Based on GDPR the main addressee of data protection is the data controller, who in general responsible for compliance with the base principles of data protection, since he defines the objectives and means of data processing.

In addition, the natural persons concerned by the data processing can enforce their quite broadly defined rights set forth in the GDPR towards the data controller, so the latter is liable for respecting the data subjects’ rights and the effective enforcement of those rights

It is clear, that your company, as data controller, is responsible for the data of your employees, clients stored in-house, so you have to make the necessary internal measures to protect those personal data (e.g. protecting documents with passwords etc.).

At the same time, the question arises, whether your situation is the same, if you store the personal data of your employees and clients in the cloud. Does it change your legal status? Can you outsource your data protection obligations as data controller?

The answer is clear: no change.

Even if you outsource some activity to an external service provider (eg. Data storage) and you contract a cloud provider, the latter will act as data processor, while you will preserve your data controller status.

The data subjects can still enforce their rights based on the GDPR towards your company.

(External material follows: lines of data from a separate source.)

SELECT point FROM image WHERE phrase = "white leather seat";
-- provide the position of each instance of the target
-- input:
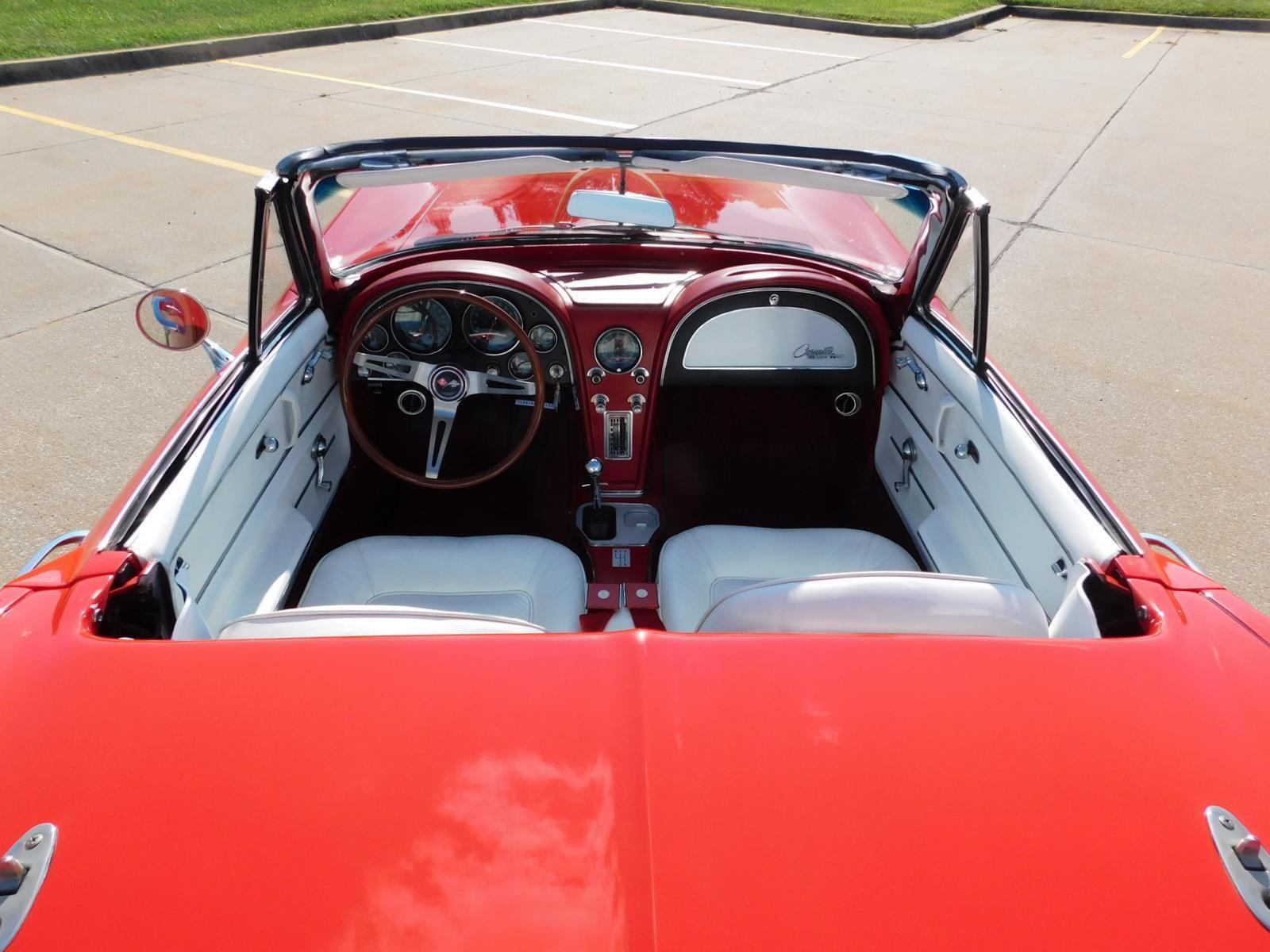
(883, 603)
(520, 578)
(700, 568)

The situation of the cloud provider

Regarding the obligations and responsibility of the cloud provider towards your company, the provisions of the contract between you and the cloud provider will govern this relation.

In vast majority of cases this means the general terms & conditions of the cloud provider, published on its webpage with small letters, that you accepted by a simple mouse-click without really reading the text. This is the reality among the SMEs, where a truly negotiated cloud contract is as rare as hen’s teeth.

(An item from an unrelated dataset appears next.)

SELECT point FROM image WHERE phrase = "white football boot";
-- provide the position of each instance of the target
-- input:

In other words, you as a data controller, are fully responsible for data processing towards the employee, client on the basis of law (GDPR), which obligation could be secured with a back-to-back contract concluded with your cloud provider.

However, you can not have any impact on the content of thet cloud contract, because the cloud provider is a big mammoth company, working with standard terms & conditions, and when you enter into the cloud contract, there is no bargaining, you take it or leave it.

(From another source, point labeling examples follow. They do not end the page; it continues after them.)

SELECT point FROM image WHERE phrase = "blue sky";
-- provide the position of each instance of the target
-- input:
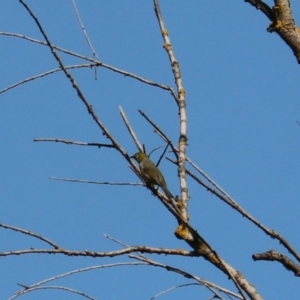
(242, 86)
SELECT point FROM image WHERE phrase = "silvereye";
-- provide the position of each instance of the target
(151, 173)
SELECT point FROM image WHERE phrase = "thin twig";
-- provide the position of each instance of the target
(201, 281)
(97, 182)
(31, 234)
(98, 63)
(120, 264)
(55, 288)
(68, 142)
(88, 253)
(130, 130)
(45, 74)
(95, 56)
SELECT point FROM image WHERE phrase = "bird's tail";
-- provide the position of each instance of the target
(167, 192)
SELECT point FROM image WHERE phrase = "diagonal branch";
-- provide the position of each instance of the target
(181, 102)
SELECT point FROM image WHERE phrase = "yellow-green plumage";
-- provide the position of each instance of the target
(151, 173)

Exclusions and limitations in cloud contracts

Not surprisingly, the general terms & conditions of the cloud provider is full of exclusions and limitation regarding the provider’s liability.

If you would take trouble over reading carefully the general terms and conditions, you would face that the cloud provider excludes its liability practically for everything: for the interruption of service, for the partial or total loss of data, for the destruction of data, for the non-availability of the service, etc.

Furthermore, cloud providers often exclude responsibility for accidental or consequential damage occurred as a result of data loss (e.g. lost profit, etc.), and if after all above mentioned exclusions, they would be still legally liable, they limit the indemnification for pecuniary and non-pecuniary damage to a quite low amount.

Lack of transparency, data transfer

It is a further risk if you use cloud service, that you cannot see who and where processes the data stored in cloud.

If you are not in the IT business, your company will likely use a so-called SaaS (Software as a Service) cloud service (e.g. Dropbox is a SaaS provider). A SaaS provider itself often use further cloud services, e.g. Dropbox uses Amazon Web Services as IaaS provider (Infrastructure as a Service).

In the above case you do not know on which server is your data stored. For example, if your data is stored on a server which is located outside the EU, it can amount to a data transfer to a third-country, which might infringe the GDPR, if the country does not provide a similar data protection level as the GDPR.


There are more solutions in order to mitigate the above risks, and by applying them together, you can decrease your exposure to a fine imposed for non-compliance with the GDPR:

1. It is worth to choose a cloud provider, who, as a data processor, guarantees at least that, it will support you as data controller to comply with your obligations towards data subjcets based on the GDPR.

2. In many cases, you can reach more favorable contract terms at cloud providers, if instead contracting with them directly, you conclude a contract through an integrator, who gathers more clients with similar needs and can reach better terms.

3. It is worth to choose a cloud provider who guarantees that he stores the data on servers located within the European Union and who undertakes not to transfer the data to third countries.

4. Within statutory limits, you can limit your responsibility for data breaches in the contracts you sign with employees, clients.

5. Last, but not least, the risks that cannot be addressed by one of the methods above, can be managed in the framework of insurance, by modifying the coverage of the insurance policy.